Hi all,
I have managed to setup a Fedora 7 box with 3 ethernet cards and two ADSL
modem/routers from different suppliers as LARTC recommends. I am able to
direct traffic for specific internal IPs either to one or the other ADSL
line. However, I am faced with two problems I am struggling for the
solution:

1. I have opened a few ports on the ADSL router/firewalls to talk to
internal hosts; say when someone hits http://myADSL1_IP I would redirect him
to 192.168.0.10; while if someone hits http://myADSL2_IP I would redirect
him to 192.168.0.20. If I have rules such as the following all works well:
   ip rule add from 192.168.0.10 table ADSL1_rules
   ip rule add from 192.168.0.20 table ADSL2_rules
Unfortunately, if I want to do the reverse it does not work.
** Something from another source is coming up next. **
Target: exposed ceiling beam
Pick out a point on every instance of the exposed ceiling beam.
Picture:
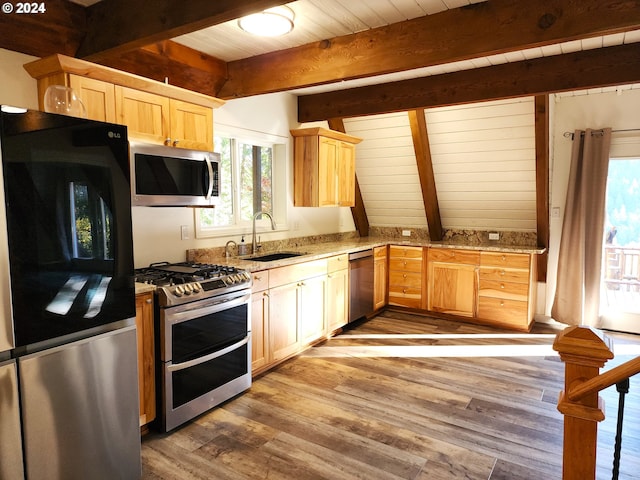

I can't have a
host prefer one ADSL line, but still receive traffic from the other ADSL
line. It may sound weird, but I only want to have one host reply to any of
the two IPs, either from ISP1 or ISP2. With the current configuration I
can't. It works ok the default ISP of the host, but can't make it to work
for the other.

2. I tried using
ip route add equalize default scope global nexthop via myADSL1_IP dev eth2
weight 1 nexthop via myADSL2_IP dev eth1 weight 1
It doesn't seem to perform round robin for every request, more like it
caches the route to use per host. Is it possible to force a real round robin
or (better) weighted routing without resorting to a new kernel - as
suggested in the article? I think I've seen recent threads saying that it is
no longer necessary to create a new kernel.